Avec la diminution d’1/3 des effectifs et l’affectation des maîtres E et des maîtres G dans les classes, Les Réseaux d’Aides Spécialisées aux Elèves en Difficulté (RASED) sont précarisés et menacés de suppression, ce qui va affecter en tout premier lieu des communes comme la nôtre.

D’une manière plus globale, sur la Seine Saint-Denis, en 1998, après une action concertée démarrée par les parents avec le monde enseignant et des élus, l’Etat avait décidé d’un vaste plan de rattrapage pour les établissements scolaires, plan qui avait notamment pris la forme de 3 000 postes en plus, affectés à notre département. Or, aujourd’hui, ces postes ont tous été supprimés, année après année. Un plan de ce type devrait être décidé aujourd’hui.
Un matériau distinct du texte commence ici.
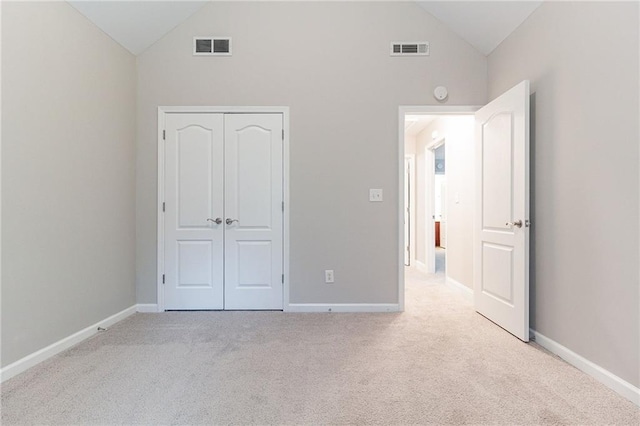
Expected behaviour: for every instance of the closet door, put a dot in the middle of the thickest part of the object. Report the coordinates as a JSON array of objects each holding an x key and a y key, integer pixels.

Très attachés à l’école publique, évidemment très concernés par l’avenir de nos enfants et au-delà par l’avenir des enfants de notre ville et du département, attachés à la belle devise ‘’ Liberté, Egalité, Fraternité ‘’, nous sommes confiants dans la prise en compte par la Haute Autorité de Lutte contre les Discriminations et pour l’Egalité de notre requête.

Veuillez agréer, Monsieur le Président, l’expression de nos respectueuses salutations.